Próxima sessão parlamentar:CIPRIANO CASSAMÁ RECOLHE POSIÇÕES DOS PARTIDOS REPRESENTADOS NA ANP

Presidente da Assembleia Nacional Popular (ANP), Cipriano Cassamá ouviu hoje, 09 de outubro de 2019, em audiências separadas, os quatros partidos políticos com maior representatividade no parlamento (bancadas parlamentares), nomeadamente: Partido Africano da Independência da Guiné e Cabo-Verde (PAIGC), Partido da Renovação Social (PRS), Movimento para a Alternância Democrática (MADEM-G15) e o Partido da Assembleia do Povo Unido (APU-PDGB) relativamente à data da próxima sessão marcada para 15 do mês em curso, para discussão e eventualmente aprovação do Programa do Governo.

A saída da audiência, a segunda vice-presidente do PAIGC, Maria Odete Costa Semedo, disse que a posição do seu partido é a de colaborar em tudo que for necessário para que o programa do governo seja submetido à Assembleia Nacional Popular e, consequentemente, a sua aprovação.

Segundo Odete Semedo, o PAIGC aceita a data de 15 deste mês, sem contestação, sendo que, de acordo com regimento da ANP, a data é marcada de acordo entre o presidente da ANP e o chefe do governo, “o que já aconteceu”.

Movimento para Alternância Democrática (MADEM-G15) representado por Marciano Silva Barbeiro, um dos coordenadores, referiu que o seu partido anotou com atenção as sugestões feitas pelo presidente da ANP, no que diz respeito ao funcionamento do parlamento.
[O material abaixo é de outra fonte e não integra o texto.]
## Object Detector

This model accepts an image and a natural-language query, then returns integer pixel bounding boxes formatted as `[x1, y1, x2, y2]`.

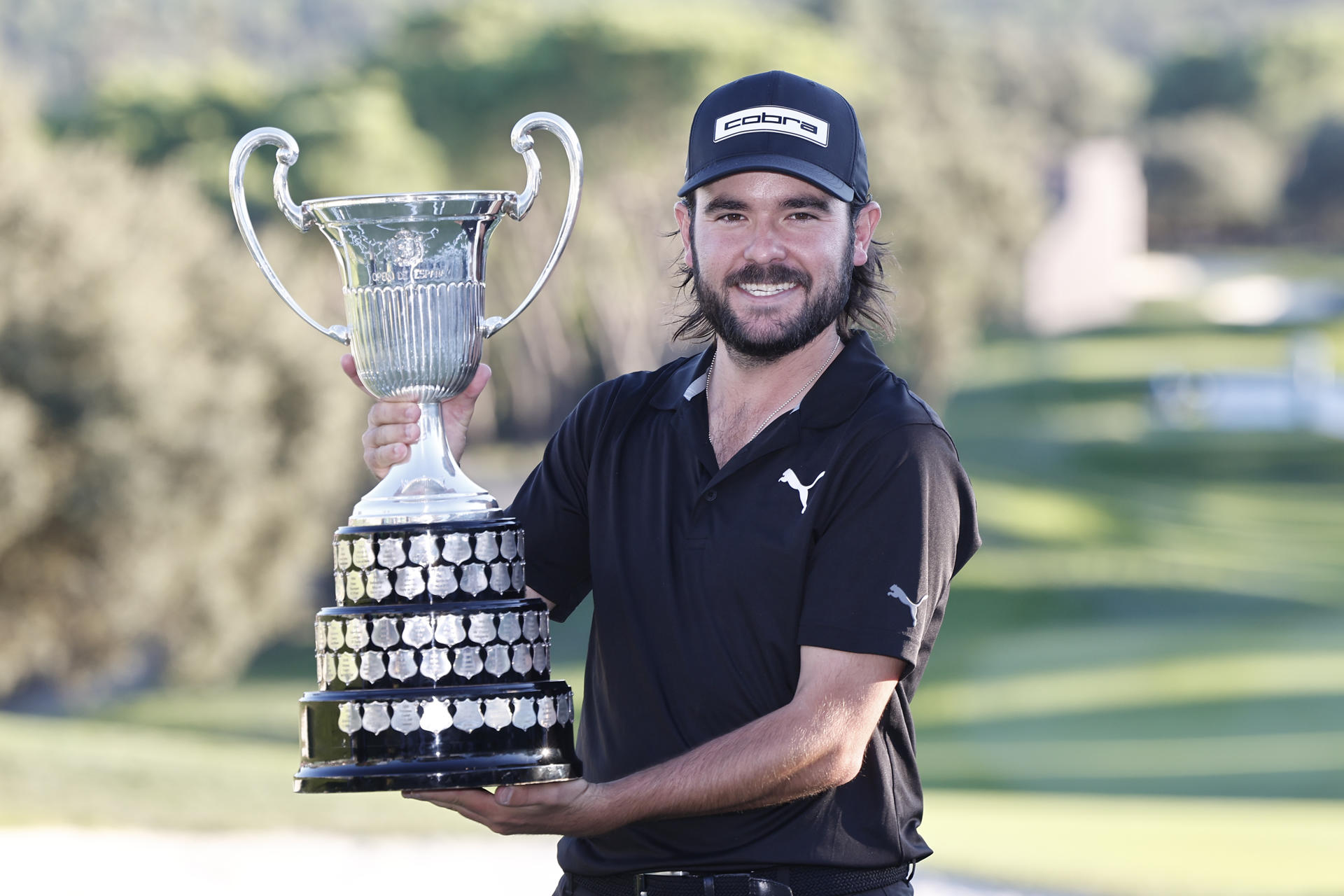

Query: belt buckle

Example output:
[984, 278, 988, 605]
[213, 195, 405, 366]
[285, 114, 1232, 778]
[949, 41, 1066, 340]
[634, 871, 692, 896]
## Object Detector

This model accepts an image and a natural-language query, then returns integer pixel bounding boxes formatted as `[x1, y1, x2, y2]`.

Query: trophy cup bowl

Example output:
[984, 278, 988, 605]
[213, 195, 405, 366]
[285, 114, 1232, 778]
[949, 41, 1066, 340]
[228, 113, 583, 792]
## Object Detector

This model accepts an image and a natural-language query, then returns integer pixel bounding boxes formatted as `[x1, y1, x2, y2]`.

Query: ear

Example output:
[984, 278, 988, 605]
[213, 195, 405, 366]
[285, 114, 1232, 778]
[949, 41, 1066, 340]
[853, 203, 882, 267]
[672, 199, 695, 269]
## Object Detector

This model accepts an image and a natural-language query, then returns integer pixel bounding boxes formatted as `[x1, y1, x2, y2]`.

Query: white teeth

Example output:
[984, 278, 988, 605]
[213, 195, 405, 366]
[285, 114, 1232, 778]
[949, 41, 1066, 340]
[741, 284, 797, 295]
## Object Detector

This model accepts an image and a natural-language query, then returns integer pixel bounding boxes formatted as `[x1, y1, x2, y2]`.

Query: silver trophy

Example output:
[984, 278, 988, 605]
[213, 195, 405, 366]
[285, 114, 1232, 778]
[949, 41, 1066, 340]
[228, 111, 583, 525]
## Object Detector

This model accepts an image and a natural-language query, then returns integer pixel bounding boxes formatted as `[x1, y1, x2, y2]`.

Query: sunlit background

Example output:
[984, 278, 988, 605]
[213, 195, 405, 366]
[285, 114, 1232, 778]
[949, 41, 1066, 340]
[0, 0, 1344, 895]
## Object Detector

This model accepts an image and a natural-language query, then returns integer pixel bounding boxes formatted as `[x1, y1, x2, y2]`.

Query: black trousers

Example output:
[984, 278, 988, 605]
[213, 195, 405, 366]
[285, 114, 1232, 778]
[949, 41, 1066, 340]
[552, 874, 916, 896]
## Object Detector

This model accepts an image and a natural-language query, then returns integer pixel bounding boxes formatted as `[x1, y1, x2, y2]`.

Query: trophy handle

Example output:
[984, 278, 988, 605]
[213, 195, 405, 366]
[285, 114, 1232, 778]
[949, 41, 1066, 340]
[228, 127, 349, 345]
[481, 111, 583, 337]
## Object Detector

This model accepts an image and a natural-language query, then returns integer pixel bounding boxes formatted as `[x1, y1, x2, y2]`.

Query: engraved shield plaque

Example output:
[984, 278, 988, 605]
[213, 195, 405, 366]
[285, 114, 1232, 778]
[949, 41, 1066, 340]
[466, 612, 495, 643]
[349, 539, 374, 570]
[410, 533, 438, 567]
[402, 617, 434, 648]
[421, 648, 453, 681]
[434, 612, 466, 648]
[498, 612, 523, 643]
[513, 697, 536, 731]
[421, 699, 453, 735]
[491, 563, 510, 594]
[485, 643, 510, 678]
[387, 650, 419, 681]
[476, 532, 500, 563]
[428, 563, 457, 598]
[393, 700, 419, 735]
[345, 620, 368, 650]
[364, 701, 393, 735]
[378, 539, 406, 570]
[336, 703, 364, 735]
[396, 567, 425, 598]
[460, 563, 486, 598]
[485, 697, 513, 731]
[367, 570, 393, 602]
[444, 532, 472, 563]
[453, 648, 484, 678]
[374, 617, 402, 650]
[453, 700, 485, 732]
[359, 650, 387, 684]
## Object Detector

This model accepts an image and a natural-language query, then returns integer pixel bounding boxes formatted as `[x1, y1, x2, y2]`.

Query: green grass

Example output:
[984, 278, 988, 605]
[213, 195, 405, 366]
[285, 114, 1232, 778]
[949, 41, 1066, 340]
[0, 310, 1344, 895]
[916, 790, 1344, 896]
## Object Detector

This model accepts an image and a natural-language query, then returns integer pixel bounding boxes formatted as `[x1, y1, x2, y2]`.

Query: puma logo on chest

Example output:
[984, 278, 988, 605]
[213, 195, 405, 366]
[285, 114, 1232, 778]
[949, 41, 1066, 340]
[780, 468, 827, 513]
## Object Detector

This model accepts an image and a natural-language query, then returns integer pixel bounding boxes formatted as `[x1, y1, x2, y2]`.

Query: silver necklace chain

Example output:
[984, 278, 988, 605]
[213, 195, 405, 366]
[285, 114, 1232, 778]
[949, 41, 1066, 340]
[704, 336, 843, 449]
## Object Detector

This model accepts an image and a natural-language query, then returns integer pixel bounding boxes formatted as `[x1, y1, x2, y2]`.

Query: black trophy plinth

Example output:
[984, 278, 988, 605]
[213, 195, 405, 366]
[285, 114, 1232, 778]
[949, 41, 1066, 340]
[294, 517, 582, 792]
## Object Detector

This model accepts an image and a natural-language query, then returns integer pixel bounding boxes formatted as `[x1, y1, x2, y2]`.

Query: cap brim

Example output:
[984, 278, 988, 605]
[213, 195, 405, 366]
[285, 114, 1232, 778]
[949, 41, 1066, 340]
[676, 153, 853, 203]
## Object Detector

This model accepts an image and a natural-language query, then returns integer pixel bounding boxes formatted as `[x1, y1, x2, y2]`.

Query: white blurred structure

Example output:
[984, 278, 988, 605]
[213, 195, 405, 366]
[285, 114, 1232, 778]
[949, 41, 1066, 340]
[1023, 140, 1153, 335]
[1023, 139, 1344, 336]
[1152, 332, 1344, 440]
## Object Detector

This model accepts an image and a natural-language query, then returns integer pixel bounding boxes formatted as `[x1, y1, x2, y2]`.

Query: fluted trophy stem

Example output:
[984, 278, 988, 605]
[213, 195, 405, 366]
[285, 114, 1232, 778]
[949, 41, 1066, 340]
[228, 111, 583, 525]
[228, 113, 583, 792]
[349, 402, 503, 525]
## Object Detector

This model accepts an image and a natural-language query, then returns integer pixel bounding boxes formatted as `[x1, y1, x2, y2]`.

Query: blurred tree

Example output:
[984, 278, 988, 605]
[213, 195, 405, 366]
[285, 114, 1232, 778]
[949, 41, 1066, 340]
[0, 89, 364, 696]
[50, 0, 1037, 424]
[1284, 118, 1344, 244]
[1254, 7, 1344, 138]
[976, 23, 1148, 152]
[1141, 111, 1284, 246]
[1148, 47, 1259, 118]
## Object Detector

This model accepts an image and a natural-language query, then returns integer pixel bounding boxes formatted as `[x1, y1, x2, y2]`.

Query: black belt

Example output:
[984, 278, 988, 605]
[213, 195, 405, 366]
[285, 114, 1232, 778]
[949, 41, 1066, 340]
[568, 865, 914, 896]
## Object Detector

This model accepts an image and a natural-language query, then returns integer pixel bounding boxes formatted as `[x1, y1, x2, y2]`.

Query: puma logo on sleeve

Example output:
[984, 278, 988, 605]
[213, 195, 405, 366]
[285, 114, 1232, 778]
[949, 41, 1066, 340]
[887, 584, 929, 624]
[780, 468, 827, 513]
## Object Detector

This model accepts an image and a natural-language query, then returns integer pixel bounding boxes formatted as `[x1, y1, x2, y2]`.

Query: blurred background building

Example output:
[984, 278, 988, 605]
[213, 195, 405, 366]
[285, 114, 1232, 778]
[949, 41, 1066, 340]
[0, 0, 1344, 893]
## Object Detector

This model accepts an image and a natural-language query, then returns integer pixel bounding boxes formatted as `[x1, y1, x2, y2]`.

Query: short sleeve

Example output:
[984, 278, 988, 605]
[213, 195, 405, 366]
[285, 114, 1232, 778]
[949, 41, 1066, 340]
[798, 423, 980, 688]
[508, 387, 602, 622]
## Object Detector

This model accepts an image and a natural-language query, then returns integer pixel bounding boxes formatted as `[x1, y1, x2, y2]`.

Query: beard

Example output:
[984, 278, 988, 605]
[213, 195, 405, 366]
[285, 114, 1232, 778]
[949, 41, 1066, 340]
[695, 258, 853, 364]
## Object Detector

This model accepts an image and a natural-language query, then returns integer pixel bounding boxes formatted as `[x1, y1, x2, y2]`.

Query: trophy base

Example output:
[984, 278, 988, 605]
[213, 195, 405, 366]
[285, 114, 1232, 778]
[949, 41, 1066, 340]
[294, 756, 583, 794]
[304, 517, 583, 794]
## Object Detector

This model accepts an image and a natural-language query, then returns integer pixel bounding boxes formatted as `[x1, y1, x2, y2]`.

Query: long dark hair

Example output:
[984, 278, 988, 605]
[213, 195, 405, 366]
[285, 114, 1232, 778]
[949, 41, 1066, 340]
[666, 191, 897, 342]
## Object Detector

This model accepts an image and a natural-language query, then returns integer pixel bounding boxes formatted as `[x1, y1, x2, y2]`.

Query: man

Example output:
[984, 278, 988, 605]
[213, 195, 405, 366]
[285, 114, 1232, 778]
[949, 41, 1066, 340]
[346, 71, 979, 896]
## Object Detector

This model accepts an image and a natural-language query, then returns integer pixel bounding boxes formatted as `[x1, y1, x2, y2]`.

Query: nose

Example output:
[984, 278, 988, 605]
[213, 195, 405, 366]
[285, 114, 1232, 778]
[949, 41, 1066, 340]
[742, 220, 788, 265]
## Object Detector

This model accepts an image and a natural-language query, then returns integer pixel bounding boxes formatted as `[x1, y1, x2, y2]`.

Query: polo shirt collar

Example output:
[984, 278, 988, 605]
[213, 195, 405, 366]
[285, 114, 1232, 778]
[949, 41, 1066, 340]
[649, 330, 890, 428]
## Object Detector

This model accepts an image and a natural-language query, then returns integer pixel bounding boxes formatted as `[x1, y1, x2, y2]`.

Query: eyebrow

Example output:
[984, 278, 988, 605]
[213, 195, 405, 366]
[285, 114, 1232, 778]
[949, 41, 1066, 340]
[704, 196, 748, 215]
[704, 196, 831, 215]
[780, 196, 831, 211]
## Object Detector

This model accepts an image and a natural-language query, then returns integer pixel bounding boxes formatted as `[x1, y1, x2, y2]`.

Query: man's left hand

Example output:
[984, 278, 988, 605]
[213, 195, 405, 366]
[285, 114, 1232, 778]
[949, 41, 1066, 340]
[402, 778, 628, 837]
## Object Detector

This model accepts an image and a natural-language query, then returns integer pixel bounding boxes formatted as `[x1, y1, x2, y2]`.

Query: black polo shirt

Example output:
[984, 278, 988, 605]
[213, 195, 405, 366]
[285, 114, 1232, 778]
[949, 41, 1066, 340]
[512, 335, 980, 874]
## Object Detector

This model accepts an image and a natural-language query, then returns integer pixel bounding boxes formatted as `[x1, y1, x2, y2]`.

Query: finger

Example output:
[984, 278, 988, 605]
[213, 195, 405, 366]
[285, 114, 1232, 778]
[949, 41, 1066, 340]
[364, 442, 412, 478]
[462, 364, 495, 402]
[368, 399, 419, 427]
[360, 423, 419, 447]
[403, 788, 495, 813]
[340, 355, 374, 398]
[442, 364, 493, 428]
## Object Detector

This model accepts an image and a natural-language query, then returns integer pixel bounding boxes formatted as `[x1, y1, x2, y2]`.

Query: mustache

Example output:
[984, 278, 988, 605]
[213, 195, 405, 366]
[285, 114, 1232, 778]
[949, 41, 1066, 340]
[723, 263, 812, 290]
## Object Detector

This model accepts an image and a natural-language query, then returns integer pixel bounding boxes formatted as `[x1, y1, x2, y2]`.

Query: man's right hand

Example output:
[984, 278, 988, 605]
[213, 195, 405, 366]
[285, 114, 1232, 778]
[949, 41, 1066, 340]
[340, 355, 491, 478]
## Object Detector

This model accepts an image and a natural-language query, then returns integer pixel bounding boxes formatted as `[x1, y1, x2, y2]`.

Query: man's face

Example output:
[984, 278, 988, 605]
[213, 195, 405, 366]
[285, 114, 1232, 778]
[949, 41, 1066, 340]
[676, 172, 876, 361]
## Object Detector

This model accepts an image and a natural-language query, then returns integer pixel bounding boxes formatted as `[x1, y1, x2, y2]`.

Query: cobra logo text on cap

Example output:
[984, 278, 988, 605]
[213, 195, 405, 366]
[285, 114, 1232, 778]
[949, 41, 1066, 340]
[714, 106, 831, 146]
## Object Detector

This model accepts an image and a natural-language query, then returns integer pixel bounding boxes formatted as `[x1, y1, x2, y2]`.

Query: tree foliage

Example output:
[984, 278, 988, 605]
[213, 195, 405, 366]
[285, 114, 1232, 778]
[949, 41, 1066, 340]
[0, 87, 363, 694]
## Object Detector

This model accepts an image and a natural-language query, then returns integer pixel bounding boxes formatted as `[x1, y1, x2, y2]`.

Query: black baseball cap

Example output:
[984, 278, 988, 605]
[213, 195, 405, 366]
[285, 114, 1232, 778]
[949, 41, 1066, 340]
[678, 71, 868, 203]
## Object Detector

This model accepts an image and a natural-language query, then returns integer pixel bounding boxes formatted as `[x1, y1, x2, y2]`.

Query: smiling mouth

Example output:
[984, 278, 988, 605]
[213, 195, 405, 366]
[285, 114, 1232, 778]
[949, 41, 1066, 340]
[738, 281, 797, 298]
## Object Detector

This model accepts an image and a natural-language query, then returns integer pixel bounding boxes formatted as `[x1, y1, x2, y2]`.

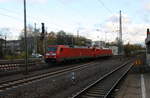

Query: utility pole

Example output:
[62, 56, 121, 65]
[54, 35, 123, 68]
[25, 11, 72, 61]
[34, 23, 37, 54]
[4, 35, 7, 55]
[41, 23, 45, 55]
[24, 0, 28, 74]
[118, 10, 123, 55]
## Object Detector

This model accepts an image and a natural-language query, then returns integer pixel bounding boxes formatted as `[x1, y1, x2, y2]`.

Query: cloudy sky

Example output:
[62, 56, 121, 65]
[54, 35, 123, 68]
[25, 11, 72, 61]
[0, 0, 150, 43]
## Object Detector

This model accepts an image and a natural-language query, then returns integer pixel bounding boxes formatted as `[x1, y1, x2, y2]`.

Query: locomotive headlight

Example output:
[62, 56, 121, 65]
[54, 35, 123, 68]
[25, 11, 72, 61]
[46, 53, 50, 56]
[51, 53, 56, 56]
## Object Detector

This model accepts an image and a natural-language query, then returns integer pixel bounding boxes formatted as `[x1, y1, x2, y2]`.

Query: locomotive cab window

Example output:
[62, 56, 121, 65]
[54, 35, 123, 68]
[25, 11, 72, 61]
[60, 48, 63, 52]
[48, 47, 57, 52]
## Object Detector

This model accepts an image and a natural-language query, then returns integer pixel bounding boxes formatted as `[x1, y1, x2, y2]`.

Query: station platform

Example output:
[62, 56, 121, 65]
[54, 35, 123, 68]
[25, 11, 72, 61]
[114, 66, 150, 98]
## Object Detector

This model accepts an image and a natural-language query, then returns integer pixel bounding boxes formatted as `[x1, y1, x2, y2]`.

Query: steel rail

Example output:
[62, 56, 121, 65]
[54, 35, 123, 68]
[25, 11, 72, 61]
[0, 62, 98, 93]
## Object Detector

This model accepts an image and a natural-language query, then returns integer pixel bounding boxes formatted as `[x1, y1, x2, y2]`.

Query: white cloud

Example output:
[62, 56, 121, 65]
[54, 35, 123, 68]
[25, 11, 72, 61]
[143, 2, 150, 11]
[92, 15, 150, 43]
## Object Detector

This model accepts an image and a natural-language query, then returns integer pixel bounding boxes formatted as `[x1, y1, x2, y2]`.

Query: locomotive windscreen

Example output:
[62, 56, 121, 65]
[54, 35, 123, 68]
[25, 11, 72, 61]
[48, 47, 57, 52]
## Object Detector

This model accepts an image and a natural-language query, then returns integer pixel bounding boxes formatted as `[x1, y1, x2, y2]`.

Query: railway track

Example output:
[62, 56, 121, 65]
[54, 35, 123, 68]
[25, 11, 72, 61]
[0, 59, 41, 72]
[0, 62, 98, 94]
[72, 60, 133, 98]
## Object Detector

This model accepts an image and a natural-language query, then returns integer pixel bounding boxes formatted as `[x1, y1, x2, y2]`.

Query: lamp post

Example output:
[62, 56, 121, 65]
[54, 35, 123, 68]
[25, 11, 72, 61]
[24, 0, 28, 74]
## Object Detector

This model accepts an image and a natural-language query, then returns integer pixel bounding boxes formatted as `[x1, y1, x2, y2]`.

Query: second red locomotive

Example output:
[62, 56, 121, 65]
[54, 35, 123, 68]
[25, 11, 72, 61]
[45, 45, 112, 63]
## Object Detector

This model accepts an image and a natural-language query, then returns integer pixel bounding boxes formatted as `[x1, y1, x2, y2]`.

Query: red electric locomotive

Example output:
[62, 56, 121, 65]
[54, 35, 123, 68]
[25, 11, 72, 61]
[45, 45, 112, 63]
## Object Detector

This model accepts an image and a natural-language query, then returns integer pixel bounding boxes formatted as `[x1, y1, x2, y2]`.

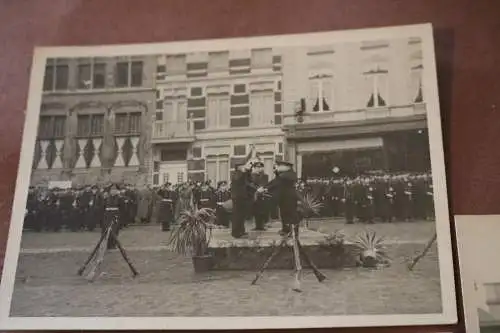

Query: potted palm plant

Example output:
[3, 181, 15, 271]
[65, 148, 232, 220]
[354, 231, 389, 268]
[168, 208, 215, 273]
[298, 193, 323, 229]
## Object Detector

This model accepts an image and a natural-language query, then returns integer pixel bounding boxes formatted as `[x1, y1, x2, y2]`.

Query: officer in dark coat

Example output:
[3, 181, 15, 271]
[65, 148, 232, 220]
[86, 185, 104, 231]
[341, 179, 356, 224]
[215, 181, 231, 228]
[250, 161, 269, 231]
[59, 188, 78, 231]
[264, 161, 300, 236]
[101, 184, 124, 250]
[156, 183, 177, 231]
[24, 186, 42, 231]
[231, 162, 254, 238]
[198, 180, 215, 209]
[75, 186, 92, 230]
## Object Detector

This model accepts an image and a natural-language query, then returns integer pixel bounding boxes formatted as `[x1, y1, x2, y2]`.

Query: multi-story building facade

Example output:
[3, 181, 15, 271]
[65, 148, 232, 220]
[31, 56, 155, 184]
[32, 39, 430, 185]
[152, 48, 284, 184]
[152, 39, 430, 183]
[282, 39, 430, 177]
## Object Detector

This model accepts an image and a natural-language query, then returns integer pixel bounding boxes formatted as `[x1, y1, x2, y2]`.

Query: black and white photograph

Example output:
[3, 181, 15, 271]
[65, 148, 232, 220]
[0, 24, 457, 329]
[455, 215, 500, 333]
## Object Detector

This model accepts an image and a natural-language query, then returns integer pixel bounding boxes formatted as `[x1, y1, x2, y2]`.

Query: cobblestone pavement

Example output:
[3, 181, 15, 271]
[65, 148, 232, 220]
[17, 220, 435, 249]
[11, 222, 441, 316]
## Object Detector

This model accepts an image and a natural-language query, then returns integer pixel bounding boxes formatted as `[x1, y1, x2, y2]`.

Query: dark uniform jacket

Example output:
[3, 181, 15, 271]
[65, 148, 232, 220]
[267, 170, 299, 224]
[231, 170, 255, 200]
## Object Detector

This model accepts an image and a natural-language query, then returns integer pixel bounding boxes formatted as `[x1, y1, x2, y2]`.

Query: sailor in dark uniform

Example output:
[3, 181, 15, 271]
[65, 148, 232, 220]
[231, 161, 253, 238]
[250, 161, 269, 230]
[101, 184, 124, 250]
[264, 161, 300, 236]
[156, 183, 177, 231]
[215, 180, 231, 228]
[24, 186, 42, 231]
[59, 188, 78, 231]
[86, 185, 104, 231]
[198, 180, 215, 209]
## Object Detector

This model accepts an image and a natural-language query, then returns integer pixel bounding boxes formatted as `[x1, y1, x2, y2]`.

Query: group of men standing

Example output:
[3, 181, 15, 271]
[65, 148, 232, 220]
[24, 163, 434, 238]
[297, 173, 434, 223]
[24, 185, 137, 231]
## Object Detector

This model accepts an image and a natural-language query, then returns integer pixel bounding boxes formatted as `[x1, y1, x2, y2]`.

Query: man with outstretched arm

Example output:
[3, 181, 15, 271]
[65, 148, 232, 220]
[257, 161, 300, 236]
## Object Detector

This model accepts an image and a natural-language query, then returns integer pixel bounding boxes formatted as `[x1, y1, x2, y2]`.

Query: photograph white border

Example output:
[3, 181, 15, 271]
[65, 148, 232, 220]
[0, 23, 457, 330]
[455, 215, 500, 333]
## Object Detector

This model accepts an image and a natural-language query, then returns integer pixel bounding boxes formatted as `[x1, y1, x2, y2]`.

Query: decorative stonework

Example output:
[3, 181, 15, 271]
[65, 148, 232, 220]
[115, 138, 125, 167]
[52, 140, 64, 169]
[75, 139, 88, 168]
[128, 137, 139, 166]
[37, 140, 50, 169]
[90, 138, 102, 168]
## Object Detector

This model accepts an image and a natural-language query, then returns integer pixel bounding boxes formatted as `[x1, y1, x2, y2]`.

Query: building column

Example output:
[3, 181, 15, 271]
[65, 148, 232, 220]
[296, 153, 302, 178]
[63, 110, 78, 171]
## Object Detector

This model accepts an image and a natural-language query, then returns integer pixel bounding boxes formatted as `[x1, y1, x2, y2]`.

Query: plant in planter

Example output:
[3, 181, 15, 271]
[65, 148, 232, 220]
[354, 231, 389, 268]
[168, 208, 215, 273]
[298, 193, 323, 228]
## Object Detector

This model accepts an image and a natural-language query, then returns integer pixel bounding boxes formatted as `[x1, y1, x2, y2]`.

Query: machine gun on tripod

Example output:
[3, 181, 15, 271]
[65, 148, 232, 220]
[78, 210, 139, 282]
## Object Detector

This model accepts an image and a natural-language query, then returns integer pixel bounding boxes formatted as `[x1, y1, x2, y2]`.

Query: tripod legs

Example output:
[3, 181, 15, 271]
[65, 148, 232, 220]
[408, 233, 437, 271]
[78, 220, 139, 280]
[252, 239, 286, 285]
[252, 232, 326, 292]
[111, 234, 139, 277]
[78, 226, 107, 276]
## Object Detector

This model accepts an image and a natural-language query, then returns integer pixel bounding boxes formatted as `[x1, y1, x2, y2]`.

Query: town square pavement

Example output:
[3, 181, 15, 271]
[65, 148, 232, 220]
[7, 220, 441, 317]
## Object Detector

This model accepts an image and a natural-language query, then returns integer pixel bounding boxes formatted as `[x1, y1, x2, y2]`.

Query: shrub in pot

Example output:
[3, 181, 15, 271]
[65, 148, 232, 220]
[297, 193, 323, 228]
[354, 231, 389, 268]
[168, 208, 215, 273]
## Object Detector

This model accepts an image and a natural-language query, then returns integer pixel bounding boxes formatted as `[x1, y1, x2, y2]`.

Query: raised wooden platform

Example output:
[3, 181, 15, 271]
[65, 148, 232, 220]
[209, 223, 355, 270]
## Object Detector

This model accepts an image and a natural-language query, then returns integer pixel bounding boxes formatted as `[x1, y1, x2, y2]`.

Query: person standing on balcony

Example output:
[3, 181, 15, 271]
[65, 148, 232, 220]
[157, 183, 177, 231]
[231, 161, 253, 238]
[257, 161, 300, 236]
[215, 180, 231, 228]
[251, 161, 269, 231]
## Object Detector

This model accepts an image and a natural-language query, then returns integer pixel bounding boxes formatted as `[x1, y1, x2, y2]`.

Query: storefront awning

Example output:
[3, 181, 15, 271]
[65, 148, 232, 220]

Porém, serão transmitidas à direção de MADEM para a sua possível reação e decisão.

Um dos vice-presidentes do PRS, Jorge Malú, considerou ser gentil a inciativa de o presidente da ANP ouvir as bancadas parlamentares e os partidos para em conjunto tentarem encontrar uma solução relativamente à convocação da sessão extraordinária com efeitos de discussão e eventualmente aprovação do Programa do governo.

Jorge Malú defende ainda que é preciso dignificar a ANP, mas deixa claro que os renovadores estão perplexos quanto ao anúncio, pelo governo, da data para a discussão e aprovação do seu programa. Segundo explicou, a data devia ser marcada pelo Presidente do parlamento, consultando os seus órgãos competentes para o efeito.

“Há que se respeitar a separação dos poderes, há que se respeitar a soberania. E nós enquanto partido e parlamentares não vamos aceitar que o primeiro-ministro marque a data para a reunião da ANP”, criticou Malu.    

A opinião contrária tem o APU-PDGB. Pela voz de Batista Té, um dos dirigentes do partido que faz parte da governação, revelou que não foram informados na reunião desta quarta-feira sobre a data da próxima sessão parlamentar, mas, sim, sobre a data da reunião da Comissão Permanente para analisar a data da sessão parlamentar extraordinária.

“Não podemos falar da data que ainda não é consensual”, reforçou.